Beach Rats takes its title from a slang term for kids from Gerritsen Beach. It’s home to a lot of meth, broken families, and general stagnancy—but Hittman doesn’t treat her characters like rodents. In the outer reaches of Brooklyn lives 19-year-old Frankie (revelatory newcomer Harris Dickinson). Jobless and carless, it’s a small world he’s prescribed, whiling away the summer days smoking weed, awkwardly romancing a pretty girl, and picking pockets with his macho cohorts along the arcades of Coney Island. It beats being at home, where his emotionally depleted mom watches her bedridden husband succumbing to cancer in the living room and his kid sister bumps along to life’s cruel advances in her own little way.

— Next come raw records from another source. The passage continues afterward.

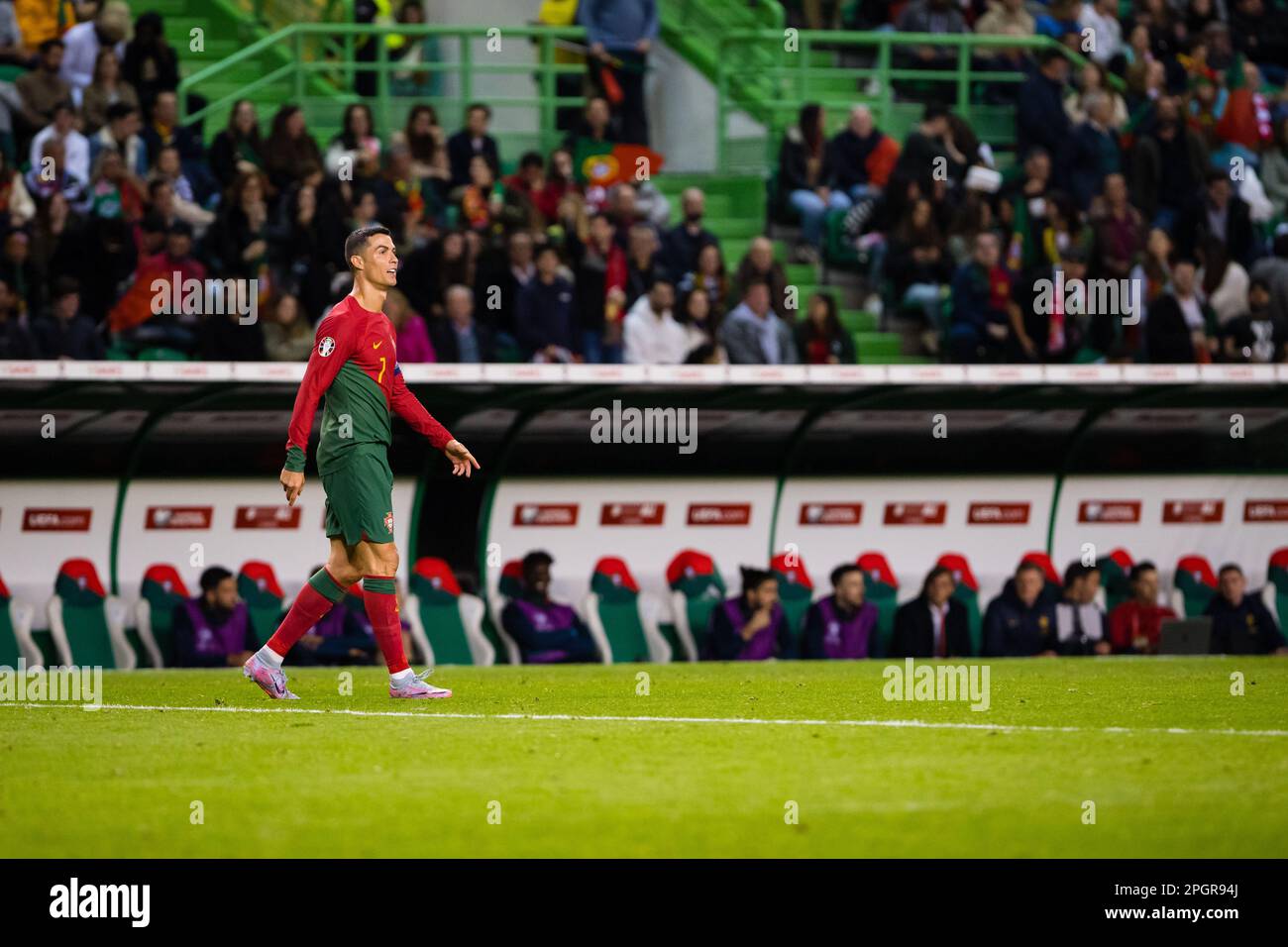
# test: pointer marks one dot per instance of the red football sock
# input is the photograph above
(310, 605)
(381, 602)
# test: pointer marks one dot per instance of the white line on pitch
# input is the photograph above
(625, 718)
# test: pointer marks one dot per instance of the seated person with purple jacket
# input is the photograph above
(213, 630)
(545, 630)
(750, 626)
(842, 624)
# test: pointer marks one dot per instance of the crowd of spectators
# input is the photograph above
(103, 192)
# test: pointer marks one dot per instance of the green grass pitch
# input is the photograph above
(124, 781)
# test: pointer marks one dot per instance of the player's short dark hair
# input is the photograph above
(842, 571)
(213, 577)
(1141, 569)
(537, 557)
(754, 578)
(357, 241)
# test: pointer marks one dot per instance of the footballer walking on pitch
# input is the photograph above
(355, 365)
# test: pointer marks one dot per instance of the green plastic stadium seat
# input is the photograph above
(967, 592)
(795, 591)
(16, 631)
(161, 591)
(1276, 585)
(622, 621)
(1115, 571)
(86, 625)
(446, 622)
(257, 583)
(883, 590)
(1193, 585)
(696, 590)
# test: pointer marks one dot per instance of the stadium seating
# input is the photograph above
(446, 622)
(1115, 579)
(883, 590)
(86, 624)
(507, 586)
(967, 592)
(162, 589)
(795, 590)
(622, 622)
(1275, 592)
(696, 589)
(257, 583)
(16, 631)
(1193, 585)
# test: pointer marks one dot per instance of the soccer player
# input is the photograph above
(355, 365)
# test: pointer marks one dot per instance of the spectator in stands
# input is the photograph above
(1133, 625)
(1179, 324)
(918, 265)
(1039, 114)
(107, 30)
(841, 625)
(121, 134)
(750, 626)
(356, 147)
(651, 335)
(1170, 165)
(473, 141)
(290, 150)
(43, 89)
(1240, 622)
(1102, 18)
(819, 337)
(213, 629)
(150, 63)
(687, 240)
(934, 624)
(1078, 621)
(805, 175)
(752, 334)
(237, 149)
(1020, 621)
(65, 333)
(621, 35)
(930, 17)
(1254, 335)
(16, 339)
(456, 337)
(411, 331)
(759, 263)
(287, 335)
(544, 315)
(104, 90)
(545, 630)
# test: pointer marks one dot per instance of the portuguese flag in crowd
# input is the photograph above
(1245, 119)
(604, 163)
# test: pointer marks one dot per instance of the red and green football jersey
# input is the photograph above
(355, 365)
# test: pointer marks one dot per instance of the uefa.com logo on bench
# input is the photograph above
(24, 684)
(75, 900)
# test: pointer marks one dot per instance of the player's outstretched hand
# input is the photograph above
(292, 483)
(462, 458)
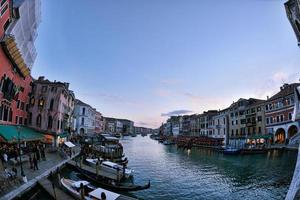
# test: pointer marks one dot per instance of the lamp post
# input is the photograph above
(20, 159)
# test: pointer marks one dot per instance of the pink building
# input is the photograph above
(51, 109)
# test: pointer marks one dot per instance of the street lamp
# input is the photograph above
(21, 165)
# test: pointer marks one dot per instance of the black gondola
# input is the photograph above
(108, 184)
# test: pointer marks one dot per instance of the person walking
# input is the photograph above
(30, 161)
(35, 163)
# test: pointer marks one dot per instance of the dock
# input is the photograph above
(56, 193)
(93, 170)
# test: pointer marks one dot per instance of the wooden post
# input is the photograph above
(97, 168)
(81, 192)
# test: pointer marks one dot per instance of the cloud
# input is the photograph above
(176, 112)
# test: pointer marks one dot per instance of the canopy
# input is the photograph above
(69, 144)
(260, 137)
(10, 133)
(109, 195)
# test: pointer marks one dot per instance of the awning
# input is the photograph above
(260, 137)
(63, 135)
(10, 133)
(69, 144)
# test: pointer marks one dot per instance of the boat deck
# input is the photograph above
(57, 193)
(93, 170)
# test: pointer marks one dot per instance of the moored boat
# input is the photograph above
(231, 151)
(89, 192)
(109, 183)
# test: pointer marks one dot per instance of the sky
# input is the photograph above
(146, 60)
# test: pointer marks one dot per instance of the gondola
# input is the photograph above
(110, 184)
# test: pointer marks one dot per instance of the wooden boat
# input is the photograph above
(231, 151)
(110, 167)
(90, 192)
(253, 151)
(109, 183)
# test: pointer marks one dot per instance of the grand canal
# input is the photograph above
(205, 174)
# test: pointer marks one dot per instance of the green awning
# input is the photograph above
(63, 135)
(260, 137)
(10, 133)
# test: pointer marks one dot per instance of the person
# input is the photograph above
(103, 196)
(35, 165)
(14, 169)
(30, 161)
(5, 157)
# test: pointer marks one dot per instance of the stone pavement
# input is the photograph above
(53, 160)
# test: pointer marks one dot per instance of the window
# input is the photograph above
(5, 26)
(22, 106)
(50, 122)
(259, 118)
(3, 10)
(32, 101)
(281, 118)
(41, 102)
(3, 2)
(51, 104)
(30, 118)
(10, 115)
(44, 89)
(290, 116)
(39, 120)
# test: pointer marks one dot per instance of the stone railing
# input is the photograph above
(294, 190)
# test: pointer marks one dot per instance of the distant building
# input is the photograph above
(279, 114)
(292, 8)
(119, 126)
(220, 125)
(206, 123)
(85, 118)
(238, 120)
(51, 108)
(99, 122)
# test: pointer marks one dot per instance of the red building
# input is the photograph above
(15, 79)
(279, 110)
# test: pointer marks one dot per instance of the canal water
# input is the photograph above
(206, 174)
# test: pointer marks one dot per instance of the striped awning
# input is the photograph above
(14, 54)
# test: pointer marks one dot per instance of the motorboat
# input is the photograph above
(231, 151)
(89, 192)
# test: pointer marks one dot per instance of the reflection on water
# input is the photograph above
(205, 174)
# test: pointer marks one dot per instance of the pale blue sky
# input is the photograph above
(142, 59)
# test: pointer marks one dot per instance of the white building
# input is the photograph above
(85, 118)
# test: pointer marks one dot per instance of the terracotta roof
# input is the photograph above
(285, 90)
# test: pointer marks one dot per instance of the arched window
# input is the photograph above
(41, 102)
(51, 104)
(32, 101)
(39, 120)
(30, 118)
(50, 122)
(297, 25)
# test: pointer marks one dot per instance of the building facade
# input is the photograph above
(51, 108)
(220, 125)
(279, 111)
(17, 46)
(85, 118)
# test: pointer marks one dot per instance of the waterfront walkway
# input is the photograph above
(53, 161)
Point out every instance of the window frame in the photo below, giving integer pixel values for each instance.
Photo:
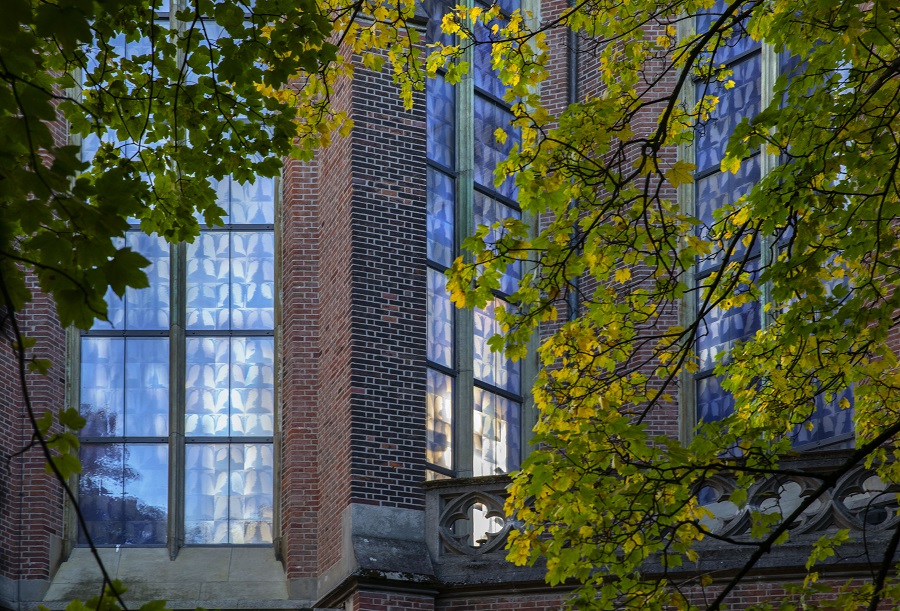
(177, 334)
(770, 65)
(462, 371)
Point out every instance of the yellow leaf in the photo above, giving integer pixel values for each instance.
(730, 164)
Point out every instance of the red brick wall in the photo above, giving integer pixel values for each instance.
(334, 206)
(391, 601)
(505, 602)
(301, 345)
(31, 518)
(388, 293)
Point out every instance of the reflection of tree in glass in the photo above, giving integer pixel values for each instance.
(108, 493)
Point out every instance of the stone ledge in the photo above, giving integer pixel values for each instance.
(212, 577)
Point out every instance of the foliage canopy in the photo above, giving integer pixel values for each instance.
(605, 493)
(815, 240)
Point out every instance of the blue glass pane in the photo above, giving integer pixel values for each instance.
(103, 386)
(251, 504)
(488, 151)
(486, 77)
(146, 493)
(715, 191)
(439, 345)
(252, 385)
(100, 490)
(743, 100)
(436, 10)
(207, 385)
(148, 309)
(829, 420)
(123, 493)
(488, 211)
(146, 387)
(439, 419)
(719, 330)
(228, 493)
(253, 203)
(497, 425)
(223, 195)
(208, 281)
(207, 33)
(441, 206)
(441, 113)
(725, 49)
(509, 6)
(252, 280)
(713, 402)
(206, 493)
(230, 386)
(493, 367)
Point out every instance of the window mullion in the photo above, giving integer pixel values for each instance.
(178, 292)
(688, 308)
(463, 401)
(768, 162)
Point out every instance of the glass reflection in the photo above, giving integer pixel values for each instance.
(123, 493)
(439, 344)
(441, 210)
(743, 100)
(439, 419)
(230, 386)
(489, 211)
(497, 424)
(125, 386)
(231, 281)
(441, 114)
(488, 117)
(493, 367)
(228, 493)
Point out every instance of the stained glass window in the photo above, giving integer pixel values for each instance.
(469, 387)
(719, 329)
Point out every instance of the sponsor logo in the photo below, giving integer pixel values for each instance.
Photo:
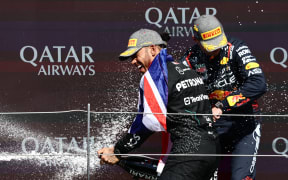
(226, 81)
(189, 83)
(219, 94)
(132, 42)
(190, 100)
(136, 173)
(211, 47)
(224, 61)
(252, 65)
(232, 100)
(280, 62)
(179, 70)
(256, 137)
(129, 52)
(243, 52)
(241, 47)
(195, 28)
(133, 141)
(67, 61)
(211, 34)
(55, 145)
(254, 71)
(280, 146)
(180, 25)
(248, 60)
(247, 178)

Still, Frankie finds excitement squirreling away in the basement every night, cruising a Chatroulette-style proxy for hookups with older men.

Hittman picked up the Best Director prize at the Sundance Film Festival this year for Beach Rats, and it’s easy to see why. Her handling exudes sensitivity and warm insight, and feels wholly spontaneous and naturalistic. This is the filmmaker’s second feature after 2013’s It Felt Like Love.

Beach Rats is now playing in L.A., NYC, and Bloomington, IN with a national roll-out to follow.